Analyzing the case of North Macedonia, a country which was the first in the region to align its constitutional and legal framework with the European standards and requirements, this paper covers the second dimension of the judicial culture, namely its (in)compatibility with judicial self-governance. Basing the argumentation on the main features of the judicial culture in North Macedonia as detected in the previous round of research, this paper analyzes how wide is currently the gap between the formal rules and the institutional structure, as perceived through the establishment and functioning of the Judicial Council of North Macedonia (JC) as an essential part of the so-called European model of judicial independence, and the informal practices and perceptions within the judicial culture.
It will be argued, on the one hand, that the malign political influence in the judicial governance still persists, it deteriorates the already low level of trust in the overall judiciary, and it negatively affects the meritocracy in the judiciary generally discouraging and demotivating many judges. On the other hand, resulting from this, there is an existing situation in which there is a widespread fear and distrust among judges in the JC because it is perceived as safeguarding the political interests in the judiciary instead of judicial independence. This perception coupled with the low level of awareness of judicial independence and existing clientelism leads to a general apathy and passivity in the judiciary making it even more vulnerable to different forms of external and internal threats to its independence. In a nutshell, under the circumstance of the existing judicial culture in North Macedonia, judicial autonomy did not translate into judicial independence since it is not accompanied by pertinent changes and transformation of the judicial culture. Thus, the introduction of judicial self-governance has led to a situation under which the judiciary is being separated but not independent from the other branches of power resulting in a lack of genuine judicial ownership over the process of judicial governance.

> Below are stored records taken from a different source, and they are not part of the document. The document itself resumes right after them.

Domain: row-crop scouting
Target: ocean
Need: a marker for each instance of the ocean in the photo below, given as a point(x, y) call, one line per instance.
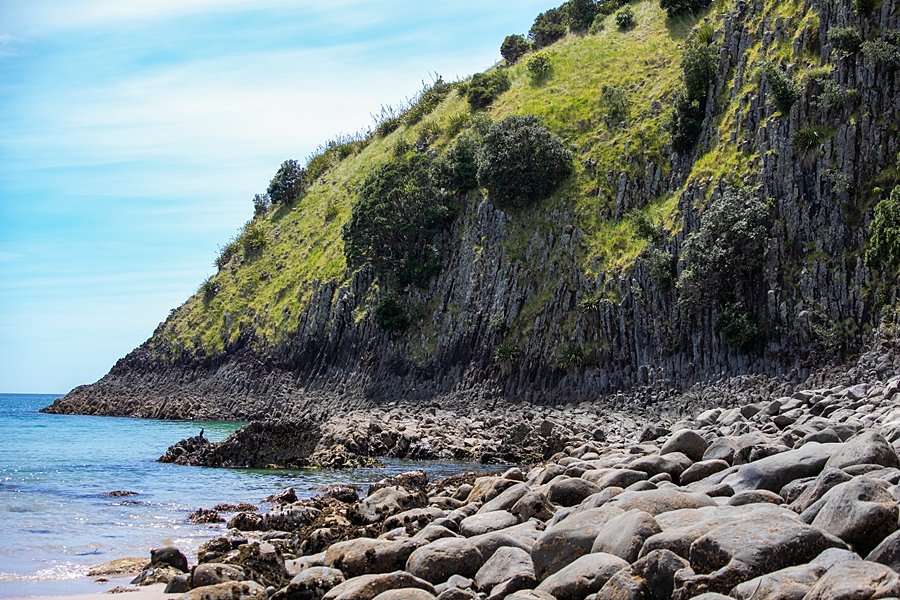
point(56, 472)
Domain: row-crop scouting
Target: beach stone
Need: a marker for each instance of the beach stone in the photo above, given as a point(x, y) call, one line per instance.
point(621, 478)
point(215, 573)
point(571, 491)
point(507, 499)
point(866, 447)
point(702, 470)
point(364, 555)
point(584, 576)
point(386, 502)
point(686, 441)
point(674, 463)
point(504, 565)
point(405, 594)
point(311, 584)
point(533, 505)
point(826, 480)
point(720, 449)
point(856, 580)
point(232, 590)
point(169, 555)
point(624, 535)
point(791, 583)
point(366, 587)
point(445, 557)
point(861, 512)
point(479, 524)
point(773, 472)
point(887, 552)
point(568, 540)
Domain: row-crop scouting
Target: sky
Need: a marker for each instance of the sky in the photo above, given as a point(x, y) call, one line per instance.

The argument in this paper will be developed in three subsequent sections combining a theoretical overview, comparative analysis with some of the Central and Eastern European countries (CEEC) sharing a similar legacy of judicial culture, qualitative research through elite semi-structured interviews and quantitative data. The first section will discuss the EU’s approach towards judicial independence as part of the enlargement policy and detect the main shortcomings. The second section will explain the current state of the constitutional and legal framework in North Macedonia concerning judicial self-governance. The third section will analyze the gap between the formal rules and informal practices when it comes to the JC by focusing on two main aspects of this institutions. First, the constitutional mandate and status of the JC will be analyzed. Second, the election and composition of the JC will be in the focus. The paper will end with a summary of the main findings as well as recommendations for addressing and transforming judicial culture in aligning to the requirements of a genuine judicial self-governance.